OPINION:
The Pentagon is out to commemorate the 50th anniversary of the end of the war in Vietnam, which invites new recriminations and the false story of what happened in Vietnam. There’s already a bitter struggle over what to “celebrate” and how to do it.
One of the myths the left holds closest to its heart is the myth that America “lost” the war. The leadership in America, beginning with the accidental President Gerald Ford, who with Congress could not stand up to the pressure of the left, abandoned the war and the allies.
Allied on one side are the usual suspects, who think their country is always wrong. On the other side are a minority of academics and a new veterans’ organization, Vietnam Veterans for Factual History, who are eager to see the war portrayed as it really was.
The veterans want Americans to remember the right lessons. “We are unlikely to understand those lessons unless we establish what actually happened,” spokesmen argue. The left, and some weary critics on the right, said the war was “unwinnable.” Anyone who was actually there could see that the Communists were actually on the ropes, revived only when Congress forbade the expenditure of American military aid anywhere in Indochina. New information has emerged since the end of the war to justify revisiting the old debates.
Claude “Mick” Kicklighter, an Army lieutenant general who retired last week after three decades in uniform, directed the Pentagon’s commemoration plans for nearly four years. He was an advocate of using the newly revealed information to fill out the story of what happened in Vietnam.
The corrected narrative would demonstrate the naivete and sometimes pro-Communist sympathies of the fiercest critics of the American war effort. These critics scoffed at the predictions of a bloodbath to follow a Communist victory. They were not silenced when thousands of Vietnamese, imprisoned with hundreds of thousands of South Vietnamese in “re-education camps,” disappeared without ceremony, never to be seen again. Neither the Communist government in Hanoi nor its apologists in the United States have ever acknowledged this.
The spectacle of “the boat people” — thousands, many of them children, who died in leaky ships when they fled to escape the tender mercies of the Communist regime — is only a faint memory for most Americans. A flood of refugees, perhaps as many as 1.5 million of them, fled to the United States, and 300,000 went to France and 100,000 to Australia.
Vietnam’s reputation today for universal corruption and incompetent one-party rule stunts its search for foreign investment, and the unrepentant apologists in the United States cripple attempts to tell the real story. Congress authorized $65 million to commemorate the end of the war, including a website to portray the war as one with honor, and to portray the men and women who fought and died there as making a sacrifice with valor.

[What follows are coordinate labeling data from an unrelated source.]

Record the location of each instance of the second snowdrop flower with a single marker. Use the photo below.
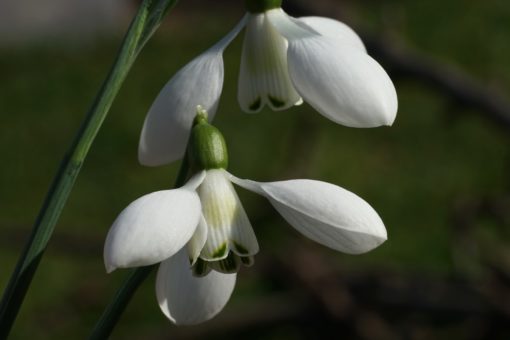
(201, 234)
(284, 61)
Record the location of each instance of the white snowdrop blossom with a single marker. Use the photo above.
(284, 61)
(201, 234)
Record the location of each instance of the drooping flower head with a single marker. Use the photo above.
(284, 61)
(201, 235)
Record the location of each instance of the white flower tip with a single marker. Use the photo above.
(109, 268)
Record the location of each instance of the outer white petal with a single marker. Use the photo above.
(228, 226)
(166, 128)
(264, 76)
(196, 243)
(344, 84)
(152, 228)
(189, 300)
(336, 30)
(325, 213)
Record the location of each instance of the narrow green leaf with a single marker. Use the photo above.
(144, 24)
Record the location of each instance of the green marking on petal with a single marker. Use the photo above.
(241, 250)
(229, 265)
(200, 268)
(277, 103)
(220, 252)
(255, 105)
(260, 6)
(248, 261)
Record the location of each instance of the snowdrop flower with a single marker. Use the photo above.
(201, 234)
(284, 61)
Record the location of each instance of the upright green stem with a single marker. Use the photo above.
(114, 310)
(144, 24)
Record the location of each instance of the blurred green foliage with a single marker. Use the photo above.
(413, 173)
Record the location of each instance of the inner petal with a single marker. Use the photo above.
(264, 76)
(228, 227)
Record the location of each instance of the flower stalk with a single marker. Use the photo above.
(146, 21)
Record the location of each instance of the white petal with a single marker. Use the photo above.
(264, 77)
(166, 128)
(344, 84)
(289, 27)
(336, 30)
(189, 300)
(152, 228)
(325, 213)
(228, 225)
(196, 243)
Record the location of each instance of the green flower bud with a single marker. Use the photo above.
(261, 6)
(207, 148)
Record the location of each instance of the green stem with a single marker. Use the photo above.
(115, 308)
(144, 24)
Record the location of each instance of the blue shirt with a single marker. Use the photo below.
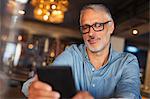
(119, 77)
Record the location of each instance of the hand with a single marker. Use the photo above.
(41, 90)
(83, 95)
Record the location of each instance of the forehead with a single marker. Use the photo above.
(90, 16)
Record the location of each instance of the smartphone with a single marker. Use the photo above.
(60, 78)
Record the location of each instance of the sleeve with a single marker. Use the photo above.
(129, 84)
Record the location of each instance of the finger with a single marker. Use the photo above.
(36, 78)
(42, 98)
(43, 93)
(41, 86)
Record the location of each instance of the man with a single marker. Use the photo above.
(99, 71)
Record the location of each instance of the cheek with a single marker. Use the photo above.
(85, 37)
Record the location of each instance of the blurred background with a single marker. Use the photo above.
(34, 32)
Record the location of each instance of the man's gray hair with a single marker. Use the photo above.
(96, 7)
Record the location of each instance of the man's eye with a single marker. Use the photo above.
(97, 25)
(85, 27)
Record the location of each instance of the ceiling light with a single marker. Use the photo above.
(135, 31)
(50, 10)
(21, 12)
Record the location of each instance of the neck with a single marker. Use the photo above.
(99, 58)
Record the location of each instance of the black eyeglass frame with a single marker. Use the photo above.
(89, 26)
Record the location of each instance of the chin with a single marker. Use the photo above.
(94, 49)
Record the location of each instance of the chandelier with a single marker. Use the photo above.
(50, 10)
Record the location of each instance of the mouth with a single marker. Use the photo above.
(92, 41)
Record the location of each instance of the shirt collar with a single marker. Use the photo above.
(86, 58)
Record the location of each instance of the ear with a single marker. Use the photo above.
(111, 27)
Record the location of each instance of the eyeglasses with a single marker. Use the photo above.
(96, 27)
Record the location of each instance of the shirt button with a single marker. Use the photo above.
(93, 69)
(93, 85)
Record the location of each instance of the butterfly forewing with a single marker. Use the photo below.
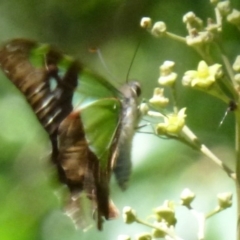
(85, 117)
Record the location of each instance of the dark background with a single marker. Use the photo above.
(29, 208)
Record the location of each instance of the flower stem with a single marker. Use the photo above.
(194, 142)
(166, 230)
(237, 114)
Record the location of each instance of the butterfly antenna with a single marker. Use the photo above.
(103, 62)
(224, 117)
(231, 107)
(133, 58)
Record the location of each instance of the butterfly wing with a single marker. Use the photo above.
(98, 117)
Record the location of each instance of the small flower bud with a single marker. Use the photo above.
(146, 22)
(129, 215)
(159, 29)
(165, 213)
(173, 123)
(143, 236)
(224, 200)
(144, 108)
(236, 64)
(224, 7)
(167, 76)
(189, 17)
(158, 99)
(214, 1)
(234, 17)
(204, 77)
(237, 78)
(157, 233)
(198, 38)
(124, 237)
(192, 21)
(187, 196)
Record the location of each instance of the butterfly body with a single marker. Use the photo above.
(90, 123)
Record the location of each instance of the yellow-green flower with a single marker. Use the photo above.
(204, 77)
(234, 17)
(225, 200)
(129, 215)
(143, 236)
(159, 29)
(187, 196)
(173, 123)
(146, 22)
(167, 76)
(158, 99)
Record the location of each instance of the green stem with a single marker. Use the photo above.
(237, 114)
(176, 37)
(192, 139)
(166, 230)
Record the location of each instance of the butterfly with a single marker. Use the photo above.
(90, 123)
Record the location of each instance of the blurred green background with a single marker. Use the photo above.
(29, 207)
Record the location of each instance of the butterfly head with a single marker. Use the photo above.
(131, 89)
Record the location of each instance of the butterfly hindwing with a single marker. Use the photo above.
(86, 119)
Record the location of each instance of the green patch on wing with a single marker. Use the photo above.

Gen. Kicklighter had promised that the official commemoration would include “educational materials, a Pentagon exhibit, traveling exhibits, symposiums, oral history projects, and much more.” Such a commemoration would have presented the new information.
The apologists are determined to protect the myth that it was America that deserved to “lose” the evil war. Tom Hayden, the ex-husband of Jane Fonda, is at work with a new front group, the Vietnam Peace Commemoration Committee, to sell the old story from the ’60s, a mournful tale of America the Monstrous. Someone in Congress should take up the task of preserving the real story.